Такого типа нарративов, как «полуповести», из которых состоит основная часть романа «Облачный атлас», не существовало ни в каком виде до замысла Митчелла. Но существовал опыт переживания частичного (возможно, недочитанного, воспринятого «на бегу») сюжета, поверх которого пишется иной — и они связаны друг с другом гиперссылкой. (Рассказы персонажей Митчелла о том, что каждый/каждая из них знает о своем историческом предшественнике, выполняют функцию гиперссылок.) Именно такие частичные, но отсылающие друг к другу нарративы и компонует Митчелл в центрально-симметричную структуру.
Если говорить о более общем контексте, то эта антропологическая новация приводит к неожиданному результату. Стихи, с их дискретной по определению структурой (стиховая речь, как правило, поделена на соизмеримые отрезки), становятся одной из самых эффективных форм интеграции разных типов опыта — опровергая предположения о том, что поэзия — слишком «старомодный», «романтический» и «монологический» тип искусства для нынешней эпохи. Поэтому, вероятно, и дизайнеру Максиму Гурбатову оказалось важно прибегнуть к интеграции своего опыта именно в стихах — точнее, в виде гибридного «поэтически-дигитального» нарратива.

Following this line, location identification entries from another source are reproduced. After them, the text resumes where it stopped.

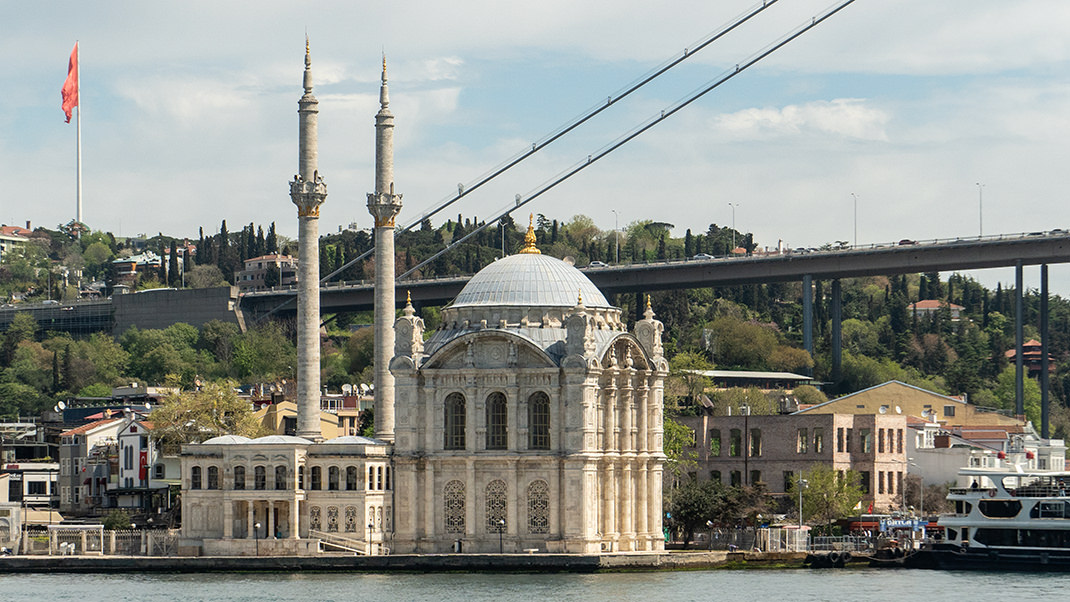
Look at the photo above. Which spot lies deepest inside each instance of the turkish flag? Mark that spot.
(71, 86)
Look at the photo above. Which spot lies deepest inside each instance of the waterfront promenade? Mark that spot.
(401, 562)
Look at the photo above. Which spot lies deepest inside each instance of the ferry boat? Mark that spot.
(1005, 520)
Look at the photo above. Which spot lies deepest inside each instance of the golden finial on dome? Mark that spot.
(530, 237)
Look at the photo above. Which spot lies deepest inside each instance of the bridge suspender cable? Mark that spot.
(620, 142)
(547, 140)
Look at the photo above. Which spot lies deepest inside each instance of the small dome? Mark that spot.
(353, 440)
(281, 438)
(530, 280)
(227, 440)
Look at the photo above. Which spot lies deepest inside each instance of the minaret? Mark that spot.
(384, 205)
(307, 191)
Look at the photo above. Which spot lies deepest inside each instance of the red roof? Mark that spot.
(86, 428)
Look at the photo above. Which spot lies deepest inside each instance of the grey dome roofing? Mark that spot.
(530, 280)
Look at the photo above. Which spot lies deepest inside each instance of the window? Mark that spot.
(497, 421)
(497, 506)
(455, 421)
(715, 443)
(538, 507)
(538, 420)
(454, 500)
(735, 443)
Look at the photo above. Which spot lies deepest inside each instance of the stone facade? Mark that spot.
(775, 450)
(529, 425)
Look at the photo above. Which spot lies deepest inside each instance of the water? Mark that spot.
(778, 585)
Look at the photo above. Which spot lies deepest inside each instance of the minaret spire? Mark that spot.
(384, 205)
(308, 191)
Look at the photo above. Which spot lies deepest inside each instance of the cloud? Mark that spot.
(845, 118)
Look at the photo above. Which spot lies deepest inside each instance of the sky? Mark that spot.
(936, 120)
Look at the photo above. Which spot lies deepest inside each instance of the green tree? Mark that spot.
(827, 496)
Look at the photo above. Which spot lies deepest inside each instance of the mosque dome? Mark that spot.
(530, 280)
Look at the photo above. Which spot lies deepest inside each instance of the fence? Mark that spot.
(93, 539)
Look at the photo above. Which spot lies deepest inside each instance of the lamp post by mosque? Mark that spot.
(501, 529)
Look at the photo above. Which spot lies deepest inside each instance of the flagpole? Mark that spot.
(78, 126)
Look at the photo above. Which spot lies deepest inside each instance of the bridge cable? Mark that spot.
(553, 136)
(621, 141)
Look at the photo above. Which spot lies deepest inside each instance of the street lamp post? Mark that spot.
(733, 205)
(855, 197)
(501, 530)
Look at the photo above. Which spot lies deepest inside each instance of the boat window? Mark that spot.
(1051, 510)
(999, 508)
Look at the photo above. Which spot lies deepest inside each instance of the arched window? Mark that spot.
(333, 519)
(497, 421)
(538, 507)
(455, 421)
(454, 499)
(538, 420)
(497, 506)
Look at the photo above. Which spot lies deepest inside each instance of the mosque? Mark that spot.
(530, 421)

В апреле 2013 года на сайте Colta.ru Михаил Ямпольский опубликовал статью «Новая конфигурация культуры и поэзия», где, в частности, комментировал стихотворение современного поэта Анны Глазовой (р. 1974):
Ямпольский пишет:
Стихотворение описывает невозможность линеаризации, перехода от знака к письму. […] В нем вообще нет строки, в которой ряд мог бы реализоваться. Знак, мел, стена не соединены вместе, но разведены неким неуловимым зиянием, выливающимся в ожидание стеной мела и знака, которые не могут соединиться. Стихотворение написано не как горизонтальное развитие, но как падение разъятых частей по вертикали[1082].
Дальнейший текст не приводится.